Finally, decisions about what costs to include under either approach will have a significant impact on the resulting estimates (Lightwood et al., 2000). There are several key distinctions here, with choices related to the perspective from which one is assessing costs. Economists, for example, distinguish between internal and external costs, with this distinction reflecting who ultimately bears the costs. Internal costs are those that are borne by the individual who engages in a given behavior or has a given condition; for obese individuals, these include the out-of-pocket costs and health insurance premiums they pay for health care, as well as the lower wages they receive if these wages reflect their lower productivity. External costs are those that are borne by individuals as a result of others’ behaviors; for example, monies spent on public health insurance programs that cover the costs of treating diseases caused by obesity are shared by all taxpayers, including those at healthy weights. Many argue that only external costs should be considered when making decisions about whether policy interventions are warranted. However, to the extent that other market failures exist (e.g., information failures reflecting a poor understanding of the link between sugar-sweetened beverage consumption and weight that can be further distorted by effective marketing of such beverages or individuals’ time-inconsistent preferences that result in short-term gratification at the cost of long-term harm), it may be appropriate to include some portion of internal costs.

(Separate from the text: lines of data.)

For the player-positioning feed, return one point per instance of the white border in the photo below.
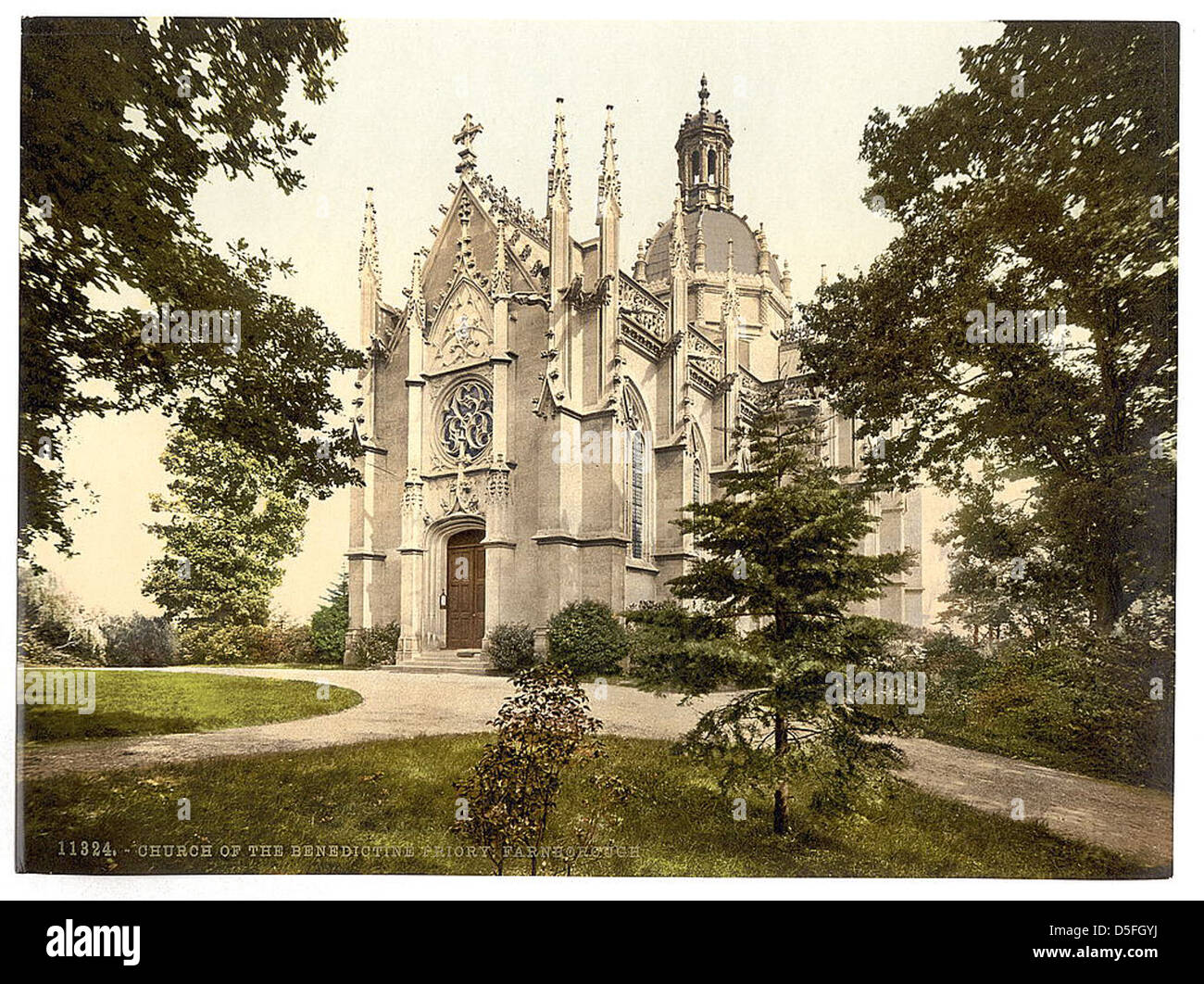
(1188, 879)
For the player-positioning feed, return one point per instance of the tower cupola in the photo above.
(705, 149)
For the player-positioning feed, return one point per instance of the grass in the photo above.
(136, 702)
(397, 796)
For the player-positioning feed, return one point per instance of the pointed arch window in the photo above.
(638, 495)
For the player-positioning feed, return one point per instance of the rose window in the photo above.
(468, 421)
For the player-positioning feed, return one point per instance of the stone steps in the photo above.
(445, 662)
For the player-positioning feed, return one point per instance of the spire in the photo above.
(608, 181)
(731, 297)
(464, 260)
(705, 149)
(416, 317)
(641, 271)
(370, 256)
(678, 260)
(500, 277)
(558, 175)
(466, 135)
(762, 251)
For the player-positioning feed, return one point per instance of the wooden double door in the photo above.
(466, 590)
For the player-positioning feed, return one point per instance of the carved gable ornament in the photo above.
(462, 330)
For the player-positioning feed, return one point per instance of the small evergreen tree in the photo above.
(778, 557)
(330, 622)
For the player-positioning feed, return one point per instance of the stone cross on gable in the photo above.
(466, 135)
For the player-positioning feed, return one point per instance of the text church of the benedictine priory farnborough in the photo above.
(533, 418)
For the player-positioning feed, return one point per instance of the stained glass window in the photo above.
(637, 494)
(468, 421)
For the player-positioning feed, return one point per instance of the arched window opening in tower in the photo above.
(637, 495)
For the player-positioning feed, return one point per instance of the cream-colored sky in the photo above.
(797, 95)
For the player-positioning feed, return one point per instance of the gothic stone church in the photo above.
(533, 417)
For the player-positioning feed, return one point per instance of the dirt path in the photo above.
(1126, 819)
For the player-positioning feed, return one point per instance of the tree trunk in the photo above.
(1108, 593)
(782, 794)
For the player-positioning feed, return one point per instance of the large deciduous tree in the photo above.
(227, 529)
(1050, 181)
(120, 120)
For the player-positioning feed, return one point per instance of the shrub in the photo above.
(512, 791)
(586, 637)
(673, 646)
(510, 647)
(55, 629)
(140, 641)
(376, 646)
(276, 642)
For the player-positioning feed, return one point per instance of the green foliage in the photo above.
(586, 637)
(53, 626)
(509, 647)
(1008, 575)
(228, 531)
(275, 642)
(1090, 223)
(330, 622)
(673, 647)
(139, 641)
(376, 646)
(675, 823)
(1082, 701)
(778, 549)
(512, 791)
(119, 125)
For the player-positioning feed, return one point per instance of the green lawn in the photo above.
(398, 795)
(136, 702)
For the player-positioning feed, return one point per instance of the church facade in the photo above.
(533, 417)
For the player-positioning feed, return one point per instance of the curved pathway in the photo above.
(1126, 819)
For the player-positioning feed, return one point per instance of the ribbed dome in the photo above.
(718, 228)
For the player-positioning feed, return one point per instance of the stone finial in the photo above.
(699, 249)
(641, 271)
(558, 183)
(678, 260)
(608, 181)
(466, 135)
(500, 277)
(417, 316)
(370, 256)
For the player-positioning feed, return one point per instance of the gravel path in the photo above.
(1126, 819)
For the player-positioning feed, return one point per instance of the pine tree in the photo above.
(778, 559)
(330, 621)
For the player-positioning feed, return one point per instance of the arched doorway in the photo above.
(465, 590)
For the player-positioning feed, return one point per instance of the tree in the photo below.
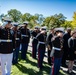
(74, 20)
(26, 17)
(15, 15)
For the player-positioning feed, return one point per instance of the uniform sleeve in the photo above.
(38, 36)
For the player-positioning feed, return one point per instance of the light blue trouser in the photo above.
(57, 64)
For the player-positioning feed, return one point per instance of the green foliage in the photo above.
(29, 67)
(74, 20)
(15, 15)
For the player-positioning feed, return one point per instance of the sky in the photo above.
(45, 7)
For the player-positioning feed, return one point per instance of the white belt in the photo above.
(16, 38)
(55, 48)
(41, 42)
(24, 35)
(5, 40)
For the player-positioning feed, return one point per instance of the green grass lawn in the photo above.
(29, 67)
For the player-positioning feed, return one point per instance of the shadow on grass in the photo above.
(25, 70)
(33, 62)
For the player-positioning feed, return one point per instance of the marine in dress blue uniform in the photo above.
(6, 47)
(17, 35)
(34, 41)
(25, 39)
(41, 47)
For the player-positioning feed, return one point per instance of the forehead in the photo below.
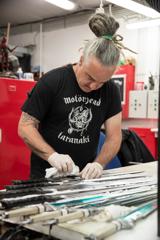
(97, 70)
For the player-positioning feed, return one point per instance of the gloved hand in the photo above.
(92, 170)
(62, 162)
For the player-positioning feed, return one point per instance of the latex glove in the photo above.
(92, 170)
(62, 162)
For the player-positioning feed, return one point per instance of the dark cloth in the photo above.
(70, 119)
(133, 149)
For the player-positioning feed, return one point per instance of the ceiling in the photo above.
(23, 11)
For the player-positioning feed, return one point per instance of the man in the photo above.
(62, 117)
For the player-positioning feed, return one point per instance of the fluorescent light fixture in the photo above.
(136, 7)
(144, 24)
(65, 4)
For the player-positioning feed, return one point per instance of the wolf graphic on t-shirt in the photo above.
(79, 119)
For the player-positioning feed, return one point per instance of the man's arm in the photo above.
(113, 140)
(28, 131)
(109, 149)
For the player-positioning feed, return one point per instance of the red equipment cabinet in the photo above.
(14, 155)
(129, 72)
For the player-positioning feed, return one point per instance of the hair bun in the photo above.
(101, 24)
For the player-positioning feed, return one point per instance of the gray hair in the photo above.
(105, 50)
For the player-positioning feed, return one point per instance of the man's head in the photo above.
(92, 74)
(100, 56)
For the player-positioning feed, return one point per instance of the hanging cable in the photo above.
(110, 10)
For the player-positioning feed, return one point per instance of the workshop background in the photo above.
(44, 36)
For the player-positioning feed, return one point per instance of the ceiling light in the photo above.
(136, 7)
(143, 24)
(65, 4)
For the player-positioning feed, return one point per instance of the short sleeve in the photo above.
(114, 100)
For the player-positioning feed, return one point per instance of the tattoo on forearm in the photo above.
(34, 149)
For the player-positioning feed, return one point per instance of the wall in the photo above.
(61, 40)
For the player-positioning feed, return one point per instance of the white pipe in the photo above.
(40, 49)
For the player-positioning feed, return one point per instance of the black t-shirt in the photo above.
(70, 119)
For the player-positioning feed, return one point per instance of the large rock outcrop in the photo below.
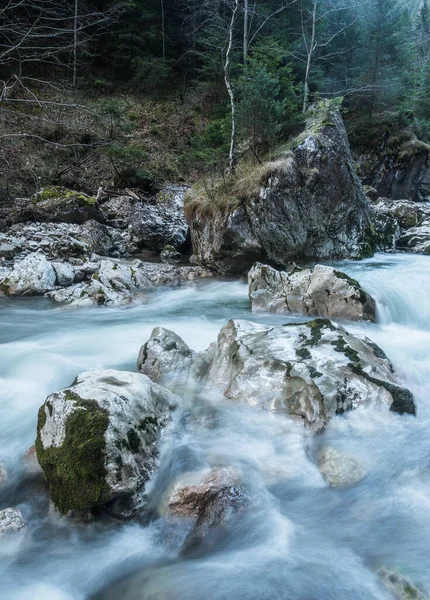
(407, 222)
(400, 168)
(313, 370)
(321, 291)
(97, 440)
(307, 204)
(154, 222)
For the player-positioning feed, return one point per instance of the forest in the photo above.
(214, 299)
(146, 91)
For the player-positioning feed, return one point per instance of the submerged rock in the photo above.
(401, 587)
(313, 370)
(118, 283)
(190, 494)
(169, 254)
(11, 521)
(338, 469)
(154, 222)
(321, 291)
(97, 441)
(307, 204)
(32, 276)
(165, 355)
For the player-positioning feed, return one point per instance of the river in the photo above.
(304, 540)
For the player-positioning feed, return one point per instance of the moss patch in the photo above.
(76, 471)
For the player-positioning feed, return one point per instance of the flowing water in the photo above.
(303, 540)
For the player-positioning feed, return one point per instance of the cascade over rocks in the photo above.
(313, 370)
(321, 291)
(155, 222)
(401, 168)
(97, 440)
(307, 204)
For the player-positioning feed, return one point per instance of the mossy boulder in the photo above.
(320, 291)
(97, 441)
(307, 203)
(313, 370)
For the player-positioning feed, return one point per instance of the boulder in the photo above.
(338, 469)
(57, 204)
(321, 291)
(117, 283)
(65, 273)
(97, 441)
(11, 521)
(400, 587)
(154, 222)
(169, 254)
(311, 370)
(416, 239)
(165, 355)
(32, 276)
(3, 475)
(308, 203)
(400, 168)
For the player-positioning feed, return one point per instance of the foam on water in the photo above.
(302, 540)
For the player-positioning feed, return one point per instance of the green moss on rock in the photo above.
(76, 471)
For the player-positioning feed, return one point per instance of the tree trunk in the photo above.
(245, 31)
(75, 44)
(310, 51)
(163, 31)
(232, 152)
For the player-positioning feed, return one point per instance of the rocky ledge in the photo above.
(313, 370)
(90, 282)
(308, 203)
(321, 291)
(97, 440)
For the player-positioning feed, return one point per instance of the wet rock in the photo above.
(169, 254)
(11, 521)
(64, 272)
(3, 475)
(57, 204)
(32, 276)
(165, 355)
(30, 462)
(400, 170)
(321, 291)
(338, 469)
(416, 239)
(118, 283)
(193, 491)
(400, 587)
(97, 441)
(313, 370)
(154, 222)
(307, 204)
(218, 510)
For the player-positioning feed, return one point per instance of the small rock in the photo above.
(169, 254)
(321, 291)
(64, 272)
(338, 469)
(11, 521)
(401, 587)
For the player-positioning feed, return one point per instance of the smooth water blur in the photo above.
(302, 540)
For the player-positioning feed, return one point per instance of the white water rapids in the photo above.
(305, 540)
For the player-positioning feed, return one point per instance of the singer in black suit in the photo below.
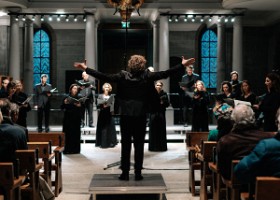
(42, 102)
(133, 97)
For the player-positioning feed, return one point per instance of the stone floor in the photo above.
(79, 169)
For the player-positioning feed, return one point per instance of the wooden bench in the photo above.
(266, 188)
(9, 182)
(233, 185)
(218, 187)
(46, 155)
(193, 139)
(57, 140)
(206, 156)
(30, 168)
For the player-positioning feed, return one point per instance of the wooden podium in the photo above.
(108, 186)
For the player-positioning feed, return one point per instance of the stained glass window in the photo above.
(41, 55)
(209, 58)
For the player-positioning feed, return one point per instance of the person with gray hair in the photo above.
(240, 141)
(264, 160)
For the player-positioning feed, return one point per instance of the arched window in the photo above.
(209, 58)
(41, 55)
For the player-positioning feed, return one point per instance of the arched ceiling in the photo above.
(258, 12)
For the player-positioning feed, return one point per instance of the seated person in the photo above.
(240, 141)
(264, 160)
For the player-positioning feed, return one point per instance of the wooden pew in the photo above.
(193, 139)
(206, 156)
(44, 153)
(233, 186)
(9, 182)
(30, 168)
(219, 188)
(58, 140)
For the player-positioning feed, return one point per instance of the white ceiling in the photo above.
(258, 12)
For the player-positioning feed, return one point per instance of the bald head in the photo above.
(243, 114)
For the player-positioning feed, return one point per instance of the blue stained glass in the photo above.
(36, 79)
(209, 58)
(36, 37)
(44, 37)
(45, 65)
(213, 80)
(205, 65)
(205, 79)
(36, 49)
(37, 65)
(205, 49)
(213, 49)
(45, 49)
(213, 36)
(205, 36)
(41, 55)
(213, 65)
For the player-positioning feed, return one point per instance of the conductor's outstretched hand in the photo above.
(187, 62)
(81, 65)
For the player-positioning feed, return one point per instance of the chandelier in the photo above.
(126, 7)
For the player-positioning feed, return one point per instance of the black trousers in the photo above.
(87, 107)
(133, 129)
(46, 112)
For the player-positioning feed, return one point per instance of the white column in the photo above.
(28, 57)
(221, 76)
(164, 48)
(237, 52)
(155, 45)
(90, 41)
(14, 58)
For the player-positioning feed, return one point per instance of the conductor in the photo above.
(133, 92)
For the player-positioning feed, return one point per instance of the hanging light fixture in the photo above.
(126, 7)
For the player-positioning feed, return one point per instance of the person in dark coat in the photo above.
(240, 141)
(106, 130)
(271, 102)
(200, 103)
(133, 95)
(42, 102)
(188, 81)
(19, 97)
(157, 124)
(72, 120)
(87, 89)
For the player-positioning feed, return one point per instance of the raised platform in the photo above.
(109, 185)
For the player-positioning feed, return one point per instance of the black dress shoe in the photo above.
(124, 177)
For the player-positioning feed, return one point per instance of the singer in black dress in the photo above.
(157, 125)
(71, 121)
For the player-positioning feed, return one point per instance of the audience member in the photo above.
(20, 98)
(133, 88)
(105, 129)
(3, 90)
(157, 123)
(12, 137)
(87, 105)
(226, 90)
(200, 103)
(271, 102)
(264, 160)
(240, 141)
(42, 102)
(71, 121)
(236, 84)
(189, 80)
(221, 107)
(224, 126)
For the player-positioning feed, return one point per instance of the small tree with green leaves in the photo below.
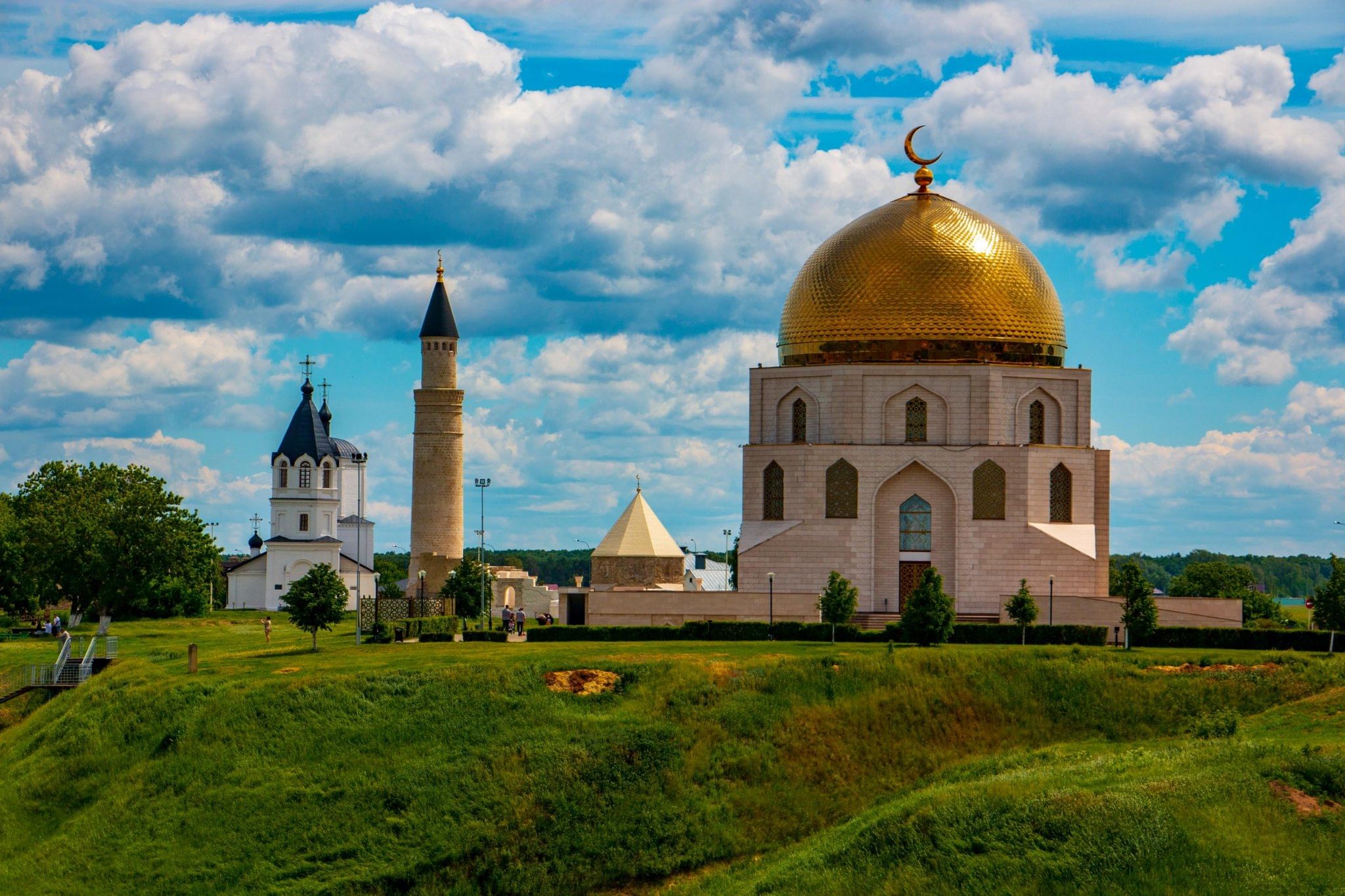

A second key distinction relates to a focus on the “gross” versus the “net” costs of a given behavior. The prevalence-based approach produces an estimate of gross costs—those that result from the consequences of obesity in a given year, for example. In contrast, the incidence-based approach produces an estimate of net costs, reflecting the trade-offs between higher average annual costs for an obese individual and the extra costs that result from a nonobese individual’s living longer. When one is comparing gross and net costs, a particularly controversial issue relates to what has come to be known as the “death benefit,” that is, whether the “savings” that result from lower pension and social security payments that an obese individual who dies prematurely will not collect should be included in the cost accounting.
MATCHING, MAPPING, POOLING, AND PATCHING
Despite best efforts to amass available evidence, decision makers grappling with an emergent problem such as obesity will face inevitable decisions that must be made and actions that must be taken in the relative absence of evidence. This section offers useful methods for combining evidence with theory, expert opinion, experience, and local wisdom about local traditions and probable responses to proposed actions in a process that has been described as “matching, mapping, pooling, and patching” (Green and Glasgow, 2006; Green and Kreuter, 2005, pp. 197-203).
Matching refers to aligning the source of evidence with the targets of an intervention. The evidence from different disciplines of science and research is distributed according to the level (individual, family, organization, or community) at which it was generated and matched to the level(s) of the proposed intervention and its intended impact (McLeroy et al., 1988; Richard et al., 1996; Sallis et al., 2008). Evidence from psychology and medicine generally focuses on the individual, while evidence from sociology and public health generally applies to groups, organizations, and populations. The ecological thinking and recognition of social determinants of health implicit in this approach have seen a renaissance in public health in recent decades (Berkman and Kawachi, 2000; Best et al., 2003; French et al., 2001; Richard et al., 1996; Sallis et al., 2008). The usual representation of the ecological model in public health and health promotion is a set of concentric circles or ovals, as illustrated in Chapter 1 (see Figure 1-5) (e.g., Booth et al., 2001; Green and Kreuter, 2005, p. 130; IOM, 2007; National Committee on Vital and Health Statistics, 2002). For example, an ecological approach to planning a comprehensive childhood obesity control intervention would involve matching evidence of an intervention’s effectiveness with each ecological level to which the evidence might apply:
evidence from studies of individual change in diet and physical activity, particularly from clinical studies and evaluations of obesity control programs directed at individuals and small groups;
evidence from studies of family, community, and cultural groups regarding group or population changes, and evaluations of change in response to mass communication or organizational or environmental changes; and
evidence from policy studies, public health evaluations, and epidemiological studies—for example, the impact of school lunch programs on food consumption patterns, or the impact of policies, executive decisions, and regulatory enforcement of codes for construction of sidewalks or hiking or bike paths on community physical activity patterns.
The preponderance of evidence, especially that judged worthy of inclusion in systematic reviews for evidence-based practice guidelines, tends to be derived from studies of the impact of interventions on individuals. Yet there is widespread agreement that further progress in controlling obesity will require policy changes, organizational changes, changes in the built environment, and changes in social norms, all of which require interventions and measurement of change at levels beyond the individual.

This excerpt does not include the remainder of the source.